Jose Corrales, the appellant in this case, was convicted in the court below
of the crime of misappropriation of public funds, and sentenced to nine months’
imprisonment and to pay the costs of the trial.

The evidence of record conclusively establishes that on June 6,1913, the
accused, who at that time was clerk of the Court of First Instance of Misamis,
received the sum of P321.88 from a Chinaman named Melliza, that being the amount
of a fine and costs which had been imposed upon Melliza; that instead of giving
Melliza the prescribed official receipt, the accused handed him a copy of the
judgment of conviction with a note at the foot showing “Multa y costas pagadas”
(fine and costs paid); that on June 13, 1913, the district auditor examined the
property and accounts of the accused, the property, books, and accounts of his
office having been duly submitted by the accused for that purpose; that the sum
of P321.88, collected from Melliza, was not turned over to the auditor nor was
it found with the funds or property of the accused, nor was any reference to its
payment developed as a result of the inspection) that before 12 o’clock on the
day following (June 14) an information was filed charging the accused with the
misappropriation of this money; that a few hours later the accused went to the
house of the auditor, and told him that the amount in question was in the office
safe, in the drawer in which he kept his personal funds.

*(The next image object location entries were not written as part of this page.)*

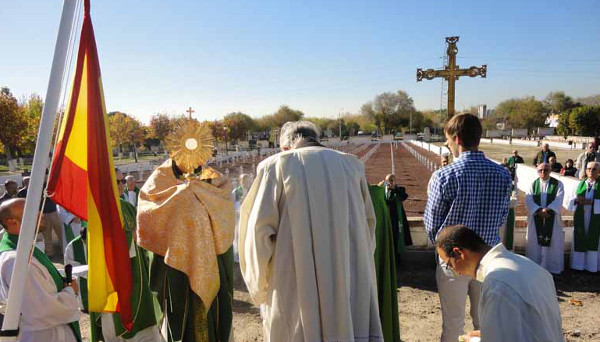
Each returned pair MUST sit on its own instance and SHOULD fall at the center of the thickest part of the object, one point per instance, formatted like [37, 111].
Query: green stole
[400, 244]
[142, 301]
[385, 266]
[509, 237]
[586, 242]
[9, 243]
[544, 226]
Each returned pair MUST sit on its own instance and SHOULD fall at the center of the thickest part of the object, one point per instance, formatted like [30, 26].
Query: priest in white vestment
[585, 203]
[46, 314]
[545, 238]
[307, 242]
[518, 299]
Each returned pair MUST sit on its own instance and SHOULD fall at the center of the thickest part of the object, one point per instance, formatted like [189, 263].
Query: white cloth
[551, 257]
[46, 313]
[518, 299]
[453, 291]
[590, 260]
[236, 252]
[306, 247]
[132, 197]
[580, 163]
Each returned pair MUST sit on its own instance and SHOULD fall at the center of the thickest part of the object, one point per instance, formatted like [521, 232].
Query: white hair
[294, 131]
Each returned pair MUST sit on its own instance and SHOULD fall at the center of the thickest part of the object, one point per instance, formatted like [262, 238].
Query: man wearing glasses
[545, 238]
[510, 308]
[473, 191]
[586, 235]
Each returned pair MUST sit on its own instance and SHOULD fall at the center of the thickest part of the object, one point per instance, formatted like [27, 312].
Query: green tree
[585, 121]
[526, 112]
[564, 127]
[390, 111]
[14, 123]
[285, 114]
[125, 130]
[238, 125]
[323, 123]
[160, 127]
[32, 112]
[558, 102]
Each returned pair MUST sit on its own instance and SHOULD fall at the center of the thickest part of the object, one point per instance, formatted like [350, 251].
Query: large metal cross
[451, 72]
[190, 111]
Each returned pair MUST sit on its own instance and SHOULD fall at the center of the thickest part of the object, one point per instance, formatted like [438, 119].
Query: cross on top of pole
[190, 111]
[451, 72]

The accused substantially admitted the facts above set out, but claimed that
when he received the money from Melliza he was busy, and not having time to
enter the receipt of the money in his books, he put it in the drawer of the safe
in which he kept his personal funds, intending to make the proper entry at his
convenience; that thereafter he forgot all about the incident until after the
auditor had closed his examination; that the money continued in the safe in the
drawer with his personal funds, and was never withdrawn by him; and that when he
recalled the transaction after the inspection, he prepared an official receipt
for the money and sent it to Melliza, and then went to the house of the auditor
and told him what had occurred.

If this story could be believed it would be sufficient to raise a reasonable
doubt as to the existence of any criminal intent to misappropriate these funds
in the mind of the accused. But we agree with the trial judge that the evidence
of record conclusively establishes the falsity of the account of what occurred
as given by the accused.

The auditor testified that when the accused came to him on June 14 to tell
him that the money was in the safe, he asked the accused when he had put it
there, and that the accused then and there admitted that he had put the money in
the safe at about half past 5 of the afternoon of the day before (June 13) after
the inspection had been completed. Counsel for appellant does not question the
fact that this admission was made to the auditor, though he does contend that
the evidence as to this admission should be disregarded, on the ground that it
was incompetent and inadmissible.

We are of opinion that the evidence fully sustains the trial judge in
refusing to accept as true the story told by the accused on the witness stand,
and especially his claim that, through an oversight, the money in question had
not been placed with the other government funds in his safe, but had remained
untouched in the safe in his office, together with his personal funds, from the
time it was received until the day after the inspection, when he informed the
auditor that it was in the safe.

The failure of the accused to make any note of the receipt of the money in
the books and accounts of his office; his substitution of a nonofficial receipt
in lieu of the prescribed official receipt which it was his duty to give the
person from whom he received the money; the fact that this money was not turned
over by him at the time of the inspection of his office by the auditor, and that
he made no reference to it until a criminal prosecution had been instituted
against him the day after the inspection; and finally his admission to the
auditor that he had returned the money to the safe a few hours after the
inspection, all conclusively establish the fact that he misappropriated these
funds, and leave no room for doubt as to the falsity of his claim that he had
forgotten all about the receipt of this substantial sum of money until after the
inspection, and that it had been lying in the drawer with his personal funds
from the time when it was received until the day after the inspection when he
reported the matter to the auditor.

Counsel for the accused does not attempt to question the truth of the
testimony of the auditor as to the admission of the accused that he had put the
money in the safe on the afternoon of the day of the inspection of his property
and accounts. Counsel contends, however, that this evidence was incompetent and
should not be taken into consideration, because as counsel contends: First, it
was not first made to appear that it was freely and voluntarily made, without
compulsion or inducement; and second, it was not made under oath.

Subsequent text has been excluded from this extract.